= Elisabeth Joris =

Swiss historian (born 1946)

Elisabeth Joris (born 1946) is a Swiss historian. She has written and edited several works on gender history in Switzerland, and was co-editor of feminist magazine Olympe, and co-initiator of the 1991 Swiss women's strike. She was awarded an honorary doctorate by the University of Zurich in 2020.

==Biography==
Joris was born in 1946 in Visp. She grew up in Visp and has lived in Zürich since 1966. Joris graduated from school at a time when women rarely proceeded to higher education, so she first gained her teaching qualification. She studied history and history of French literature at the University of Zurich and earned a licentiate degree under the direction of Rudolf Braun in 1980. Although she began a doctorate, she found she preferred to study women's history, which at the time was not considered by her professors to be a suitable subject for a doctoral degree. She then worked as an elementary school teacher and a freelance historian. She has taught at the Riesbach Cantonal School in Zurich and at the Lucerne School of Social Work. She retired in 2010.
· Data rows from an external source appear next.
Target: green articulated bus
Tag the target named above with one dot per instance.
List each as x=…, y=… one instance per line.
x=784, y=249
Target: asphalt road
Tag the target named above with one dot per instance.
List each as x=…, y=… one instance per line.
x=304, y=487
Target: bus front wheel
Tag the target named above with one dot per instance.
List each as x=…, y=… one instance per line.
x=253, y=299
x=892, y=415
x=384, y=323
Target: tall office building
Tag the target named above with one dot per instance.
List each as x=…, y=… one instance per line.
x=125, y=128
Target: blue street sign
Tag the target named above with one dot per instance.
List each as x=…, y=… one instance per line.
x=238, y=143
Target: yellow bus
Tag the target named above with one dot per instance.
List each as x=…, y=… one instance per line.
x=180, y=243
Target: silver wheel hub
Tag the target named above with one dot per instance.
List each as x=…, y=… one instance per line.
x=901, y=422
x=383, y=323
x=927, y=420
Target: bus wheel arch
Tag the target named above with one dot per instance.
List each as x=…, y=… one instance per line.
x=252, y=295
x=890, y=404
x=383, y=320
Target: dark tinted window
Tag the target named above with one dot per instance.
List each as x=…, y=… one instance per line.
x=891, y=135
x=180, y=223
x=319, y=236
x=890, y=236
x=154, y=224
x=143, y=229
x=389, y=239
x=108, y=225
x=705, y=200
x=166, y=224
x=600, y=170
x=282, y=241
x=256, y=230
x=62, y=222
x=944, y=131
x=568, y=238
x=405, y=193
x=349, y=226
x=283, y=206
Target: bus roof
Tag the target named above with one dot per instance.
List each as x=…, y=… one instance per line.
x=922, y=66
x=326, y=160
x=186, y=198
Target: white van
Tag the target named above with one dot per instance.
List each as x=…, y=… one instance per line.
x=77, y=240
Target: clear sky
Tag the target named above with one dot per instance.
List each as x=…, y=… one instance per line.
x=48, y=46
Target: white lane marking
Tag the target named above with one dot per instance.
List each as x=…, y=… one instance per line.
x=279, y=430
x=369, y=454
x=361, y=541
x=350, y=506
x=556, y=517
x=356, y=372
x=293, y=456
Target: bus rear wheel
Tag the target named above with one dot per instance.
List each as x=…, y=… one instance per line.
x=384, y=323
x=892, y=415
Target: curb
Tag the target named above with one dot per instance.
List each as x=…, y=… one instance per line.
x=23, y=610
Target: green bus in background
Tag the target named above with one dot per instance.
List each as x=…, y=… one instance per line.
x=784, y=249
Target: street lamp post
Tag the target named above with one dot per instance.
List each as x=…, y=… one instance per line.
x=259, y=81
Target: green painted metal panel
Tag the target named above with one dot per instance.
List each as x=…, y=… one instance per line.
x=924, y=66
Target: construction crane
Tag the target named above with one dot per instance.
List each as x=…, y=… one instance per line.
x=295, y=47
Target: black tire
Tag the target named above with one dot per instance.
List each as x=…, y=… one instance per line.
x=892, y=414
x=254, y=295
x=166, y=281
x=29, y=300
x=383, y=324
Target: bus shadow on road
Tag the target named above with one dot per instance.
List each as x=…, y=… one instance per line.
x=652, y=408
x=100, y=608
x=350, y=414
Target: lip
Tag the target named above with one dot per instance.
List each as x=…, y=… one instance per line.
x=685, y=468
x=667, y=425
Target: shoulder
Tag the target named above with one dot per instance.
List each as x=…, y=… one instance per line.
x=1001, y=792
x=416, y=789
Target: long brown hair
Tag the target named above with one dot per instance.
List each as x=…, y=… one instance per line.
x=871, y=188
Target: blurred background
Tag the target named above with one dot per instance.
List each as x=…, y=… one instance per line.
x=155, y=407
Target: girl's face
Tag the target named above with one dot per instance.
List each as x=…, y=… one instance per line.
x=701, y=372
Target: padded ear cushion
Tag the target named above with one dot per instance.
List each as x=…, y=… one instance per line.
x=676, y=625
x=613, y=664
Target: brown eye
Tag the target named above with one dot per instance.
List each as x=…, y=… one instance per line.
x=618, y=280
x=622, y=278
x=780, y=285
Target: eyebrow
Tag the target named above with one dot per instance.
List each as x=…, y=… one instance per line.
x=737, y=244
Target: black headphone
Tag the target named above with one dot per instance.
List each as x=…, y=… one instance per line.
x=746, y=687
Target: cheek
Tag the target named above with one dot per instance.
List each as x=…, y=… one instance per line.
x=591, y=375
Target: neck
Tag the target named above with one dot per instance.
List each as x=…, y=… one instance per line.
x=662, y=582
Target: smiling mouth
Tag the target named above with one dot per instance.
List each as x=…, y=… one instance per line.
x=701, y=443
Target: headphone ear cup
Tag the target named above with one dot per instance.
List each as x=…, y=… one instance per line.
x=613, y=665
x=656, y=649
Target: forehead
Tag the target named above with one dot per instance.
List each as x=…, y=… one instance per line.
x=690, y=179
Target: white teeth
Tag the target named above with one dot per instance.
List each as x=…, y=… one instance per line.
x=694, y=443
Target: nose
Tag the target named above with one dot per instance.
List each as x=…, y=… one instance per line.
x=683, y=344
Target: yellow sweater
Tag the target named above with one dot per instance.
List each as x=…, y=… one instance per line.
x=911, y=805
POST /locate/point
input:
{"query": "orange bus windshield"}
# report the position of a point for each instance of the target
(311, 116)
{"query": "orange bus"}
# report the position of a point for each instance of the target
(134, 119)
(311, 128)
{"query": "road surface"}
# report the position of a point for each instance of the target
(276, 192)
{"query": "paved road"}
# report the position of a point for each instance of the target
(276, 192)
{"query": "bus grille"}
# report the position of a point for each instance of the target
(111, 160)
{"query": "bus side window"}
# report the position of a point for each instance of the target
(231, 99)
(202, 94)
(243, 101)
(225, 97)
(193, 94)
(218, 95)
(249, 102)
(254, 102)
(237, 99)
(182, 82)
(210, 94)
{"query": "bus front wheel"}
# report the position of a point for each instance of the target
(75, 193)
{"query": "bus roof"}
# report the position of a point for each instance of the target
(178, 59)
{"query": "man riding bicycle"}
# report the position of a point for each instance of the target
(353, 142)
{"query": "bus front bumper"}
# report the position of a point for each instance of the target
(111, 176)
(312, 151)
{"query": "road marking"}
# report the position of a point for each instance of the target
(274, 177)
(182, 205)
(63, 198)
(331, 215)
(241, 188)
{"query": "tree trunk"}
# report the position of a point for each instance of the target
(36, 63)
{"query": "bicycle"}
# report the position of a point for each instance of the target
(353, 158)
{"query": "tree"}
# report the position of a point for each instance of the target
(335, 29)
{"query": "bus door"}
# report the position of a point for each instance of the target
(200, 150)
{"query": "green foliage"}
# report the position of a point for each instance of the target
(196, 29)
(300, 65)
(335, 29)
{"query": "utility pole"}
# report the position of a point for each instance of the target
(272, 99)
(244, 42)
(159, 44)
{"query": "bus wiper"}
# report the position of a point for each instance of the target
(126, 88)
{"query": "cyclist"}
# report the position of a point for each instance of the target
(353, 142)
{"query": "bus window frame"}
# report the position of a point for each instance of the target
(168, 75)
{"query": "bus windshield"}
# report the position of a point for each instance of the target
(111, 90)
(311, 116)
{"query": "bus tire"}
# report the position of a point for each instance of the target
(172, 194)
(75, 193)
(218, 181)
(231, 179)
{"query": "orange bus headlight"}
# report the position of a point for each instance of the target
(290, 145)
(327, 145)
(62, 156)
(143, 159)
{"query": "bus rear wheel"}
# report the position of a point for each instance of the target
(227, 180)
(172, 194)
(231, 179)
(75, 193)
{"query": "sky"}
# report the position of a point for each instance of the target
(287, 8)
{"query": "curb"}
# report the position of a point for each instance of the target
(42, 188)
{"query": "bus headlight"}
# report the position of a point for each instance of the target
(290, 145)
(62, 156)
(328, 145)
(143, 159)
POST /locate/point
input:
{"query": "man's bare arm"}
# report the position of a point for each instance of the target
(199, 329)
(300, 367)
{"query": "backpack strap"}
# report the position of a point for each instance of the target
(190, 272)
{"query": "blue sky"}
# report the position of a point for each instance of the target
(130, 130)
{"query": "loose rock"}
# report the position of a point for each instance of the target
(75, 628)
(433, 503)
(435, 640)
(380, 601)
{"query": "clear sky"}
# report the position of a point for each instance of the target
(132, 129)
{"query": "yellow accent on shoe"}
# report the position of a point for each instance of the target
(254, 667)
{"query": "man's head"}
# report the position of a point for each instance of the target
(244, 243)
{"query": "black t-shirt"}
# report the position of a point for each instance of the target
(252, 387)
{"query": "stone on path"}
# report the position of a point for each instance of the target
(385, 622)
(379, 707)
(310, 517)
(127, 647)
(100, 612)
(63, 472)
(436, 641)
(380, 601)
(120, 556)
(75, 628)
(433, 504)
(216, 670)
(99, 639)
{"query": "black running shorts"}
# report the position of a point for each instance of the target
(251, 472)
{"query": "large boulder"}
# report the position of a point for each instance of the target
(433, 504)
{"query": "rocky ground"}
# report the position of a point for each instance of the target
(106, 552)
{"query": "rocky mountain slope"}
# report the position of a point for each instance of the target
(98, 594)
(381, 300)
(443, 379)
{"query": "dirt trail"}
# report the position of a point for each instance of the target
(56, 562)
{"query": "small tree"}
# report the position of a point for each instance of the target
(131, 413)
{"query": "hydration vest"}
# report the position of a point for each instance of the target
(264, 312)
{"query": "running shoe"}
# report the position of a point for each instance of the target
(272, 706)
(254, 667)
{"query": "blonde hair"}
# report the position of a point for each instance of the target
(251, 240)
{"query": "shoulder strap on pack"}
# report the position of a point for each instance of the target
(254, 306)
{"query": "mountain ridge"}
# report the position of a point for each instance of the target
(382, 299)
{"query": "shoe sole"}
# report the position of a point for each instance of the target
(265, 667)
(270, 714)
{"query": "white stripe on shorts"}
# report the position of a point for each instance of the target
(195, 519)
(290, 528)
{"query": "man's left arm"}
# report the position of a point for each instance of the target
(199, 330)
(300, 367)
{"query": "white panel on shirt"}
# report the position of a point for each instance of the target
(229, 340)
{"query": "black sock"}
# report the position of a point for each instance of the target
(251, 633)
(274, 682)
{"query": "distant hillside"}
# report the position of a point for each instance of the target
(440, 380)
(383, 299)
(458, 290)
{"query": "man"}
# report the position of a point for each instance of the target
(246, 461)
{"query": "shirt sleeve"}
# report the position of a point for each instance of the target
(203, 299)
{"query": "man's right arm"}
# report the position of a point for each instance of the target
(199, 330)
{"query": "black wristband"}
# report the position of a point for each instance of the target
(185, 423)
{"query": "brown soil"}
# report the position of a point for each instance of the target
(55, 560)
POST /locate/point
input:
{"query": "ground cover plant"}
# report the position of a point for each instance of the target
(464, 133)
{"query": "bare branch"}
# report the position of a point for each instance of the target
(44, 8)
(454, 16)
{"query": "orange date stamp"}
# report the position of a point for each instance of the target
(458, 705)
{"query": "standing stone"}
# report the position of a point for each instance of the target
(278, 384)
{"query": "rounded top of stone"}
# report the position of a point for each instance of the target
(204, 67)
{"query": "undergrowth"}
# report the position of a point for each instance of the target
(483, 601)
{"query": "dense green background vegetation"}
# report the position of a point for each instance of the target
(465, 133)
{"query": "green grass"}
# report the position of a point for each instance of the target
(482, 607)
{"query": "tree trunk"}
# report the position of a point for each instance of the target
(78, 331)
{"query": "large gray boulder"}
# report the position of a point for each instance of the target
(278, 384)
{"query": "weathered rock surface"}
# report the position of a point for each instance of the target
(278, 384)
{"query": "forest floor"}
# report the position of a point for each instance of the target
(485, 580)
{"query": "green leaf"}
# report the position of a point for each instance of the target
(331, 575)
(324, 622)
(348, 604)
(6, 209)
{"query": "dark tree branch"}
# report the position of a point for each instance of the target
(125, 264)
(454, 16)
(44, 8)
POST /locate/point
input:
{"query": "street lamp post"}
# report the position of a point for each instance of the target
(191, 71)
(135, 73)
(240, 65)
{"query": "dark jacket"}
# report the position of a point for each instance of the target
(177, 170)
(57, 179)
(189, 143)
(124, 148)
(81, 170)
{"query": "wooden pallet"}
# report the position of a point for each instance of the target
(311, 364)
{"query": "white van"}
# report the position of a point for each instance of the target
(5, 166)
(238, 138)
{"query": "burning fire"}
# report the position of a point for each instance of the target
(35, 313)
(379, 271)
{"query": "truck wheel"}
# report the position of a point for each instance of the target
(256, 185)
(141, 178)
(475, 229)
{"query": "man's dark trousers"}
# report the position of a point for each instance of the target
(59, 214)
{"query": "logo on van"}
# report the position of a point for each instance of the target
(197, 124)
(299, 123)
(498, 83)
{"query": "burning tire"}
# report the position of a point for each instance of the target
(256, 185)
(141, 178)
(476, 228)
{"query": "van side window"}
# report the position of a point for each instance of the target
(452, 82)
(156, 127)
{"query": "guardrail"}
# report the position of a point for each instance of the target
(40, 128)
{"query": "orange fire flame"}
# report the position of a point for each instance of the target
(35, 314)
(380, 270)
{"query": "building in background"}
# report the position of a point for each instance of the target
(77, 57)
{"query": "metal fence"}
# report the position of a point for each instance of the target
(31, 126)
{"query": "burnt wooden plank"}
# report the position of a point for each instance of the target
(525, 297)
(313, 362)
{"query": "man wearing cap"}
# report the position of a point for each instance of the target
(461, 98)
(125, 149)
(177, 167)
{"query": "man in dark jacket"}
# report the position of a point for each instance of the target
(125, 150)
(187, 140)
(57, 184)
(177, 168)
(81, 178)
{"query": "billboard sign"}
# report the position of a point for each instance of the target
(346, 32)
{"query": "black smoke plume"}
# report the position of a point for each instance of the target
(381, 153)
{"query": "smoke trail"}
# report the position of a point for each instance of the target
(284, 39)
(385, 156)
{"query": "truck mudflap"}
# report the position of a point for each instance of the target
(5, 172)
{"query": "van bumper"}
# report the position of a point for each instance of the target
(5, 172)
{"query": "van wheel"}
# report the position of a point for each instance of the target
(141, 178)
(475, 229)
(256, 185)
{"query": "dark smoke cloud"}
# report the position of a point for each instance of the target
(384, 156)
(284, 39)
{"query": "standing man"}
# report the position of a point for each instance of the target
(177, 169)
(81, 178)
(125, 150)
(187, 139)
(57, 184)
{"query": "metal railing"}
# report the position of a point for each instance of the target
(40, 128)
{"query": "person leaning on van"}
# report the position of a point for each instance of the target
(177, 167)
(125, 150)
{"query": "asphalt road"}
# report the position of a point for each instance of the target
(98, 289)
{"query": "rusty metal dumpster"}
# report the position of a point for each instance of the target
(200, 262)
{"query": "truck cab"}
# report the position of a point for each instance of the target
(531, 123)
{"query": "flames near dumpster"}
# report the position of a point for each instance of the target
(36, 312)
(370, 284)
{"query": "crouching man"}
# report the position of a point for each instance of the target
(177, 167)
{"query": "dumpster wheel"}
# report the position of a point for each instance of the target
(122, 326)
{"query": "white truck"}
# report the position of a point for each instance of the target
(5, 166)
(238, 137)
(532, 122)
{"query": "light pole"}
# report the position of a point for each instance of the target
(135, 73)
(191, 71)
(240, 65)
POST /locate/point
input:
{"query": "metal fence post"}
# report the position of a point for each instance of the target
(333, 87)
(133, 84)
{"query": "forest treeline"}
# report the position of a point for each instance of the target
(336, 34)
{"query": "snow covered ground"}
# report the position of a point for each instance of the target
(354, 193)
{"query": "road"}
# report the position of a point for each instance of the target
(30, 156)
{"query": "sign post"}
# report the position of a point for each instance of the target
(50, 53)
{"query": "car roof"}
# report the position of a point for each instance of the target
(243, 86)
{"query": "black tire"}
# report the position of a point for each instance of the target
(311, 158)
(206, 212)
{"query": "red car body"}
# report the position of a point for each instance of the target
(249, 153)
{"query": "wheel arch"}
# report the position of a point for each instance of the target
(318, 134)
Joris co-founded the group Kritisches Oberwallis and the critical newspaper Rote Anneliese. She edited several works about women's and gender history in Switzerland. In 1986, she published a pioneering source book about women's history in Switzerland alongside Heidi Witzig. Joris wrote two articles, Women, Gender, Social Movements (Switzerland) and Züblin-Spiller, Else for the International Encyclopedia of the First World War.

In 2010, she submitted the manuscript of her fifth book to the University of Zurich as her dissertation, finally earning a doctorate. Joris was a co-editor of the feminist magazine Olympe. Joris was a co-initiator of the first Swiss women's strike in 1991.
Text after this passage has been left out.